Estamos chegando ao final do ano de 2.008 e já começamos a nos preocupar com o que poderá acontecer em 2.009, que aparentemente exigirá muito trabalho de todos nós, principalmente daqueles que ainda tiverem trabalho. Não sou pessimista, muito pelo contrário. Sou um homem que confia na capacidade de construirmos um mundo melhor e na superação de qualquer dificuldade.
Porém, segundo os governantes, analistas financeiros, empresários e outros representantes da sociedade, é muito grave a atual crise. Podemos estar entrando numa crise sem precedentes na história de nossa civilização. Por quê? Porque não temos a menor idéia do que vamos enfrentar e ninguém viveu algo parecido em complexidade e dimensão.

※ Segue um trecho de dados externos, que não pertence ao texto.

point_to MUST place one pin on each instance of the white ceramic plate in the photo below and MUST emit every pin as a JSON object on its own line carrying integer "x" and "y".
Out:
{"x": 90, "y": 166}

Todo o Brasil vivia até poucos meses atrás uma expectativa de que, enfim, iniciávamos um período de grande crescimento econômico depois de tantos anos ouvindo que éramos o país do futuro. E tudo levava a crer que o futuro se tornara presente. Ledo engano. Mais uma vez vimos nossas esperanças virarem pó, e o presente novamente virou futuro.
Nosso governo, há poucos dias, dizia que o que víamos no horizonte era uma marola, uma pequena onda, mas para nossa infelicidade essa marola transformou-se em um tsunami de proporções desconhecidas. Talvez o governo já soubesse da gravidade da situação, mas não querendo gerar mais desconfiança, evitou assumir que ela chegaria para nós.
Ouvi de amigos o comentário de que saímos do céu para o inferno sem escala. Em poucos dias a euforia transformou-se em depressão e as pessoas começaram a temer pelo seu futuro. Desinformação, informações incorretas ou exageradas criaram um pânico generalizado que transformou as Bolsas de Valores de todos os países em montanhas-russas, com oscilações absurdas e perdas estratosféricas para toda a sociedade.
É possível que pessoas em cargos relevantes na esfera internacional já soubessem da chegada dessa crise há algum tempo, mas provavelmente não tomaram as medidas corretivas por razões ligadas aos seus interesses, e agora estamos todos sem saber o que fazer. Ou sabemos?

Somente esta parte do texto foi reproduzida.